Apple's new M4 Ultra processor will reportedly come with double the GPU cores that the M4 Max features -- up to 80 GPU cores in total -- and in estimated benchmarks, will beat NVIDIA's flagship GeForce RTX 4090 graphics card.
In some estimated benchmarks, Yadim Yuryev from YouTube channel Max Tech, the Apple M4 Ultra processor will feature a Geekbench 6 compute score of 333,000. This is compared to the 192,812 that the Apple M4 Max spits out, with Yuryev saying that the "GPU scaling from the leaked M4 Pro score to the M4 Max chip is 78 percent higher performance".
Yuryev played it safe accounting for Apple to hit just 70% scaling for the M4 Ultra over the M4 Max, with a maximum expectation of seeing 385,624 points, while in comparison the RTX 4090 hits 317,162 points and a Vulkan score of 262,907. If Apple does indeed hit a home run with scaling on the M4 Ultra, it will top the RTX 4090 in this test at least, but not everything across the board.

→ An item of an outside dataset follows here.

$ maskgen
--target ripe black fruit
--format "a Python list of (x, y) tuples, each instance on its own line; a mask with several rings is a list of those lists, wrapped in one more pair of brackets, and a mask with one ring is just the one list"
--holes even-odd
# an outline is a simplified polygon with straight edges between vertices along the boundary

The new Apple M4 family of chips all feature 16GB of unified memory across the board, with the M4 Pro and M4 Max supporting more memory (M4 Max supports up to 128GB of unified memory).

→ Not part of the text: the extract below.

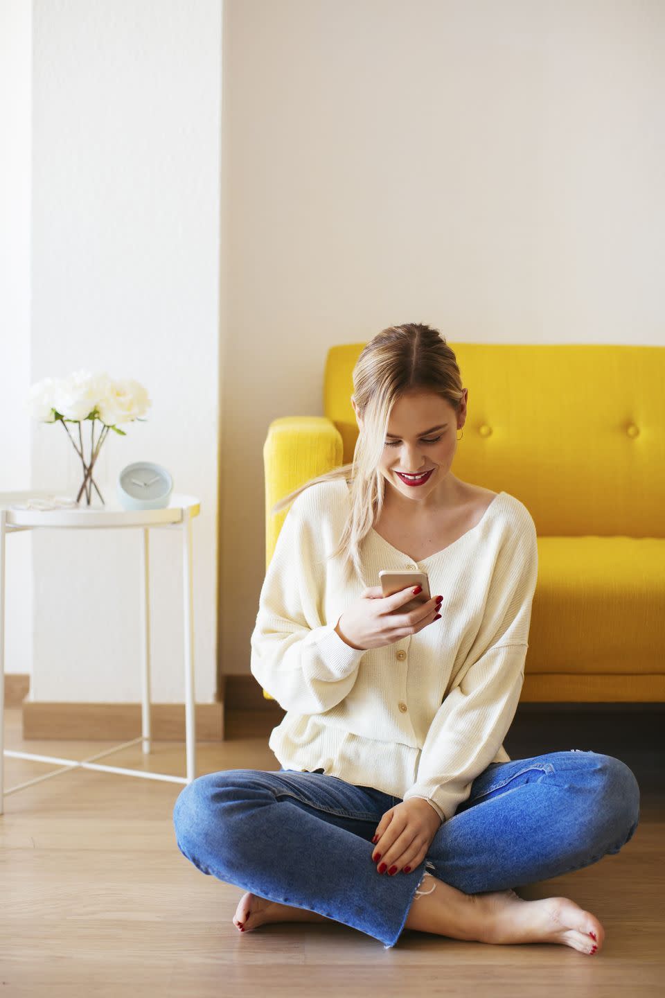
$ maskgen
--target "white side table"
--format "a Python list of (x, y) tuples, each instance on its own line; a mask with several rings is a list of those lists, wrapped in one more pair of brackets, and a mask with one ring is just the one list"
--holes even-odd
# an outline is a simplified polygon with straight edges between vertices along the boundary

Apple's new M4 Ultra is expected with a much larger 32-core CPU, and double the GPU power with an 80-core GPU, and we should expect to see up to 256GB of unified memory. This is an exact doubling of the M4 Max specs, as Apple effectively combines two M4 Max chips together to make the M4 Ultra.

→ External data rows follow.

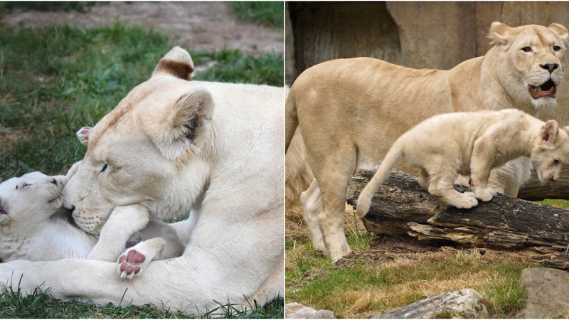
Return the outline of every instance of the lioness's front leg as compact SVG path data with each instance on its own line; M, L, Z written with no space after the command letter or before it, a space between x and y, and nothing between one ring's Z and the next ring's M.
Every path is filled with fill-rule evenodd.
M129 238L149 221L148 208L139 204L118 206L103 225L99 241L87 259L112 262L124 251Z

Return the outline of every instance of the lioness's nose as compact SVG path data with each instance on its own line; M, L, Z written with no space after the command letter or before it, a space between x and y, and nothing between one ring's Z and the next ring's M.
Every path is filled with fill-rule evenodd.
M549 73L553 72L554 70L557 69L557 67L559 66L557 63L546 63L545 65L539 65L540 67L546 69L546 70L549 71Z

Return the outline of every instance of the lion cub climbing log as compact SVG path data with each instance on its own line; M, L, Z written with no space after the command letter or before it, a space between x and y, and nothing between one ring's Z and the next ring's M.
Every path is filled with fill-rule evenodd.
M405 156L421 169L419 183L431 194L459 208L489 201L496 191L486 186L490 170L527 156L542 183L555 181L569 158L569 127L544 123L516 109L441 114L421 122L397 139L358 198L360 218L391 170ZM454 188L458 174L470 175L474 192Z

Apple M4 family of processors:
- Apple M4: 10-core CPU, 10-core GPU, up to 16GB unified memory
- Apple M4 Pro: 14-core CPU, 20-core GPU, up to 64GB unified memory
- Apple M4 Max: 16-core CPU, 40-core GPU, up to 128GB unified memory
- Apple M4 Ultra: 32-core CPU, 80-core GPU, up to 256GB unified memory
Apple is expected to launch its new M4 Ultra processor in 2025 inside of its new Mac Pro and Mac Studio systems.